Sermon Lent 3A: “Truth or Lies?”

Are you as interested in this spy satellite as I am.  Wednesday, the Navy launched an antibalistic missal at this dead spy satellite that was falling to the earth, scoring a direct hit—so they say..  Their aim was to vent off some of the rocket fuel that was in the satellite.  They were afraid that the rocket fuel would land in a populated area if the satellite had been allowed to fall into the planet and possibly hurt some human life.  But that explanation has caused a lot of people to be skeptical.  Lots of people wonder what the Navy was really after here.  There have been conspiracy theories like you wouldn’t believe.  People wonder if the navy just wanted to test the antiballistic capabilities of the missile program just to show that we can shoot things in the sky.  They wonder whether there is some sort of secret technology onboard the satellite that they wanted to keep out of the hands of someone who finds it when it falls into the planet.  People don’t know.  Truth or lies?  Churchill once said, a lie gets halfway around the world before the truth has a chance to get its pants on.

 

Today’s Gospel is about truth and lies.  The Gospel says there is a rumor going around that Jesus is baptizing more disciples than John the Baptist, but this is only a lie.

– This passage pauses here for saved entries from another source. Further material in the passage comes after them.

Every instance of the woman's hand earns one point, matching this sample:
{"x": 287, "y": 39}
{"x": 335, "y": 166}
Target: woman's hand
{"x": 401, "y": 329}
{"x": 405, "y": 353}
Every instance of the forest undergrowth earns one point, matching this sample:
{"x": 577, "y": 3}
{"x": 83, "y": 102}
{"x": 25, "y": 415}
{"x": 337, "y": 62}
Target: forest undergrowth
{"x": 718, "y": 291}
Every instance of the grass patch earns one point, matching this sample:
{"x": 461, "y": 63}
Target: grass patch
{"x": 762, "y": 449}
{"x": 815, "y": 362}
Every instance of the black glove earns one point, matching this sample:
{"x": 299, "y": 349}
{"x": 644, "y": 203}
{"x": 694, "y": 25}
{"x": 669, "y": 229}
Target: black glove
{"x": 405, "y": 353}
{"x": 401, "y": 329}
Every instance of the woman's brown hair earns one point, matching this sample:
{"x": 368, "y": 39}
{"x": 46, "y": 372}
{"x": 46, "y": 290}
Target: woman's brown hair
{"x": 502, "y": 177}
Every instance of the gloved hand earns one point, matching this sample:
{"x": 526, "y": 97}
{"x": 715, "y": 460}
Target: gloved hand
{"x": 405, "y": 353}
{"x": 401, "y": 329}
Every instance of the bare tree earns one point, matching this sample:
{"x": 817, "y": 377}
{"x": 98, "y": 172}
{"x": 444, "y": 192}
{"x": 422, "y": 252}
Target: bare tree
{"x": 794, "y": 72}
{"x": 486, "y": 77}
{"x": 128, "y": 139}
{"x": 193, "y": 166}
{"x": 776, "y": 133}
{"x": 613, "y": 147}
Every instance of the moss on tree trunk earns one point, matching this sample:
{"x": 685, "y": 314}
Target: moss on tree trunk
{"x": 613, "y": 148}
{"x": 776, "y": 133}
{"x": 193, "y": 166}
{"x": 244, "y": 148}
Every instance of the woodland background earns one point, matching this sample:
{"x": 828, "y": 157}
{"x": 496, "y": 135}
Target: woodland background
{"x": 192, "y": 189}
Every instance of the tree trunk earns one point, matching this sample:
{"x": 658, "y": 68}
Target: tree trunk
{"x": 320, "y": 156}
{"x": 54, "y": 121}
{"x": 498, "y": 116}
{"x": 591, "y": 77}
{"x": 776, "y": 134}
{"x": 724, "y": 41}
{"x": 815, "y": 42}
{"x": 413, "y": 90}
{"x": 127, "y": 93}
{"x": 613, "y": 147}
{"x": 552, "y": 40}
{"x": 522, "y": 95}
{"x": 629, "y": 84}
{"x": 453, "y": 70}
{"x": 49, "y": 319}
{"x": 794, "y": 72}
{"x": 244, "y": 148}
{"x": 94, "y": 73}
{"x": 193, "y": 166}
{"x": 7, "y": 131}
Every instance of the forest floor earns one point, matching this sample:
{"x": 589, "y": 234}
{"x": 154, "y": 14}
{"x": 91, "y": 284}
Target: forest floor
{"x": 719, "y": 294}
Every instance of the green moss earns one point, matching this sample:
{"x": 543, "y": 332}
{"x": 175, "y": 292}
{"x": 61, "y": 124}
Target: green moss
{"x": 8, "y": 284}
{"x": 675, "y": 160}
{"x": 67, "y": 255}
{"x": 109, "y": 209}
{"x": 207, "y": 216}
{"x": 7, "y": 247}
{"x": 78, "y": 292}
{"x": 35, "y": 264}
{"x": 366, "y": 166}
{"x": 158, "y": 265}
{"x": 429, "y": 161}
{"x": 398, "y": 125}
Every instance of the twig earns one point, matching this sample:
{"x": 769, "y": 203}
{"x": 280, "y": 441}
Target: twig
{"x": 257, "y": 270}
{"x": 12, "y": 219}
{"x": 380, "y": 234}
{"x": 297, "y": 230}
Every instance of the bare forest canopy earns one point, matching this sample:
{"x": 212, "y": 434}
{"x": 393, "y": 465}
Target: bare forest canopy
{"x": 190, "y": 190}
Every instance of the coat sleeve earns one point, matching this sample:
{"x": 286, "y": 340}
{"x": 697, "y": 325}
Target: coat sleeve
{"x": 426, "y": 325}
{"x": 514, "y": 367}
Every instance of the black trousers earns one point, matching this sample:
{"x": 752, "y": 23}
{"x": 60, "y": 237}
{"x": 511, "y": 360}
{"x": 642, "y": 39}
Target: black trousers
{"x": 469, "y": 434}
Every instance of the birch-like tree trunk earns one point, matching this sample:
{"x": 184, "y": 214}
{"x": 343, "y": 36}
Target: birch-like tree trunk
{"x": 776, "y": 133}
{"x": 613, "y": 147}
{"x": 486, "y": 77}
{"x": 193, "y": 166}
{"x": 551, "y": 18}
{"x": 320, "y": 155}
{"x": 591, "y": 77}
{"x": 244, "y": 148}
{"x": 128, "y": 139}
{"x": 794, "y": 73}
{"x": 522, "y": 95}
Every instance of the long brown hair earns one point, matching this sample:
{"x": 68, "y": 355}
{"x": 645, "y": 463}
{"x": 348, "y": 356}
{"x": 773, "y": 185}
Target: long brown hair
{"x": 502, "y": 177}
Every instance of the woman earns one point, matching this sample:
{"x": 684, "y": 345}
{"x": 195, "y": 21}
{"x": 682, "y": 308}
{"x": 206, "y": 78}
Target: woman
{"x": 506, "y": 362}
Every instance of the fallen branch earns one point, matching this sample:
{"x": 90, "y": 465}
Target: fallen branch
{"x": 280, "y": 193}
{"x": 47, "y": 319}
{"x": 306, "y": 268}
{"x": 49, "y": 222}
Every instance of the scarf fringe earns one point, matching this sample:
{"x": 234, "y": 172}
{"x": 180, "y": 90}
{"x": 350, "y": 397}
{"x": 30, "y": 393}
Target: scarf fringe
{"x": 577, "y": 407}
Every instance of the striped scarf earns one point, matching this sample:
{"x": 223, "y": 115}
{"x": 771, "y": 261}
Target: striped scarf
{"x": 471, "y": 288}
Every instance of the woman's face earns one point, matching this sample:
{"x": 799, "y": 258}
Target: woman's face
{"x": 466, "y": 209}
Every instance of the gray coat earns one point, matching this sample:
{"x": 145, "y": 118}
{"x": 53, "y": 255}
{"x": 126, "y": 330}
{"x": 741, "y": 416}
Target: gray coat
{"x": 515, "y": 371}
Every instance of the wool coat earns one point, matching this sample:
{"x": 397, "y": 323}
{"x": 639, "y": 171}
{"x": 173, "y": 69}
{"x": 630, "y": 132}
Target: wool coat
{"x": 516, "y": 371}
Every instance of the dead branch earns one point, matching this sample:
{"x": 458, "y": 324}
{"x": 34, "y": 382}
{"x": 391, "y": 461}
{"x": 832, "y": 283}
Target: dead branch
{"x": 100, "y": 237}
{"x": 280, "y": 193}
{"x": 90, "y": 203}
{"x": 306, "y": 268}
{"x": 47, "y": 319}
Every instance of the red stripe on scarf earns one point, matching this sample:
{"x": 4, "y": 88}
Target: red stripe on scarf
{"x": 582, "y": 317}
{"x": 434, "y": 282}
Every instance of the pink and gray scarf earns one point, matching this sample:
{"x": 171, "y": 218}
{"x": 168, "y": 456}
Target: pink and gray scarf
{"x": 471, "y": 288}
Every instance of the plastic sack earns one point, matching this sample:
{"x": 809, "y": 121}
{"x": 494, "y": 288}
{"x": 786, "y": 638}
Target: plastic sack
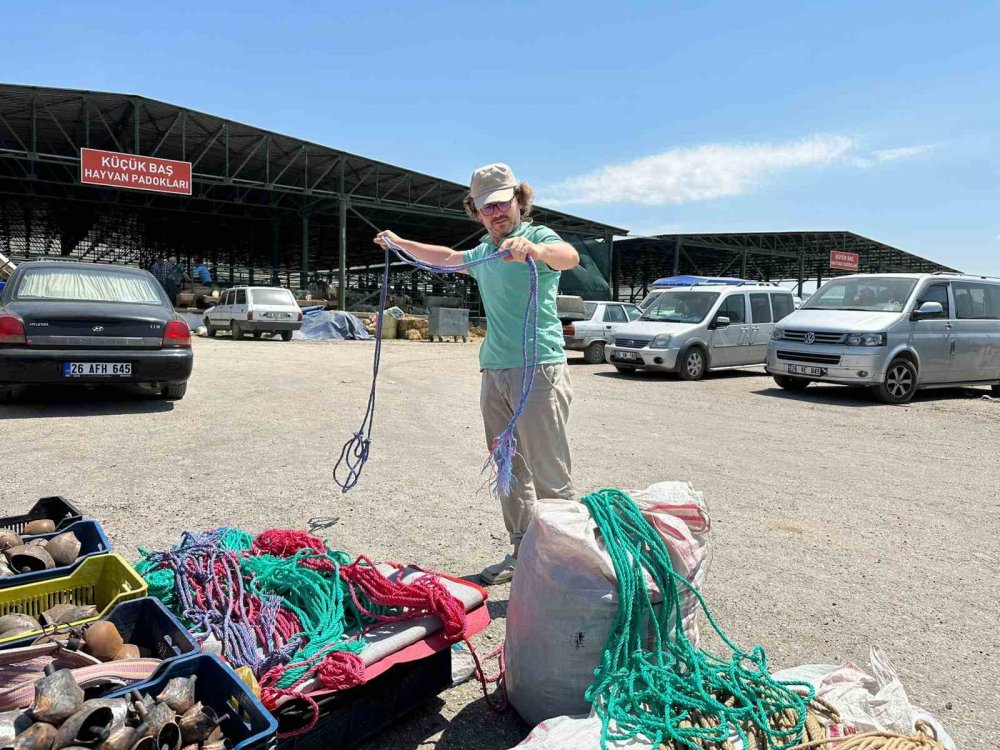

John explains that Jesus didn’t baptize anyone.  Jesus tells the woman from Samaria that he has life giving water, and those who drink this water will not thirst again.  Now that’s a truth, but honestly the Samaritan woman can’t wrap her mind around it.  To her, this man is one bucket short of a cool sip.

 

Truth or lies?  “I have no husband,” the Samaritan woman admits, and with that first step toward the truth, the truth has her and won’t let go.  Jesus tells her the rest of the truth about herself.   The truth when it is about us, it is not always comfortable and so much reality is too much for her.  So she changes the subject to something more abstract, to religion, trying to draw Jesus back into an argument about Jews versus Samaritans.  You can hardly blame her.  If he knows all about all her husbands, She wants to back up, back off, hide somewhere.  But notice John tells us that it is noon day.  You can’t hide from the sun at noon.  And you can’t hide from the truth when you are with Jesus.     She tries a different tactic; she runs a little interference so that the man with X-ray vision won’t see too much. She needs a little time to step back from him and cover herself up again.

 

Truth or lies?  She steps back, but he steps towards her.  Hide and seek.  When she steps out of the light, he steps into it.  He will not let her retreat or hide.  If she is determined to hide the truth, then he will show her more of himself.  “I know that the Messiah is coming,” she says and he replies, “I am he.”

 

This is a moment of truth, This is noon when the light is its brightest.   This is the first time Jesus has told this truth, the truth that he is the Messiah to any woman or man, to any human being.  It is moment full of truth, full of grace in which the sinful woman stands face to face with the Messiah of God and although her life is a tissue of lies, truth accepts her.  She is like one of us. She can’t stand too much reality, too much scrutiny, too much light.  She is like us when we see ourselves in a mirror and we become conscious of the lines, the wrinkles: the good, the bad, the ugly, the all of it. But truth has got her, just as it has us.

 

Truth or lies.  Whether or not she chooses truth, Truth embraces her. Won’t let her go or hide.  The more she tries to hide, the more in her face Jesus gets.  I am the Messiah he tells her and he tells her this at noon when there no shadows to hide under.  In the end, she and all the people she brings to Jesus say, He is the savior of the world.  They worship the truth.

 

We worship Jesus as the Truth.  For such a long time, I have tried to worship the truth.   I have not yet found him yet…but I am seeking after Him.  I am prepared to sacrifice “things”, material possessions, ambitions, and satisfactions in pursuit of this quest.  Even if the sacrifice demanded my own life, I hope I will be prepared to give it.

 

At this Eucharist, will you seek the truth with me?  Will you bow your heads and say, Holy, Holy,  Holy.  Will you seek the Lord in the breaking of the bread?  Will you let go of your embarrassment, your fears? Fear is not in the habit of speaking the truth.  Will you let go of your fears? Will you come with freedom and not fear to find the truth in the breaking of the bread?  Truth has found us, and now it won’t let us go. Will you kneel with me and worship?  Worship the truth in the full light of day?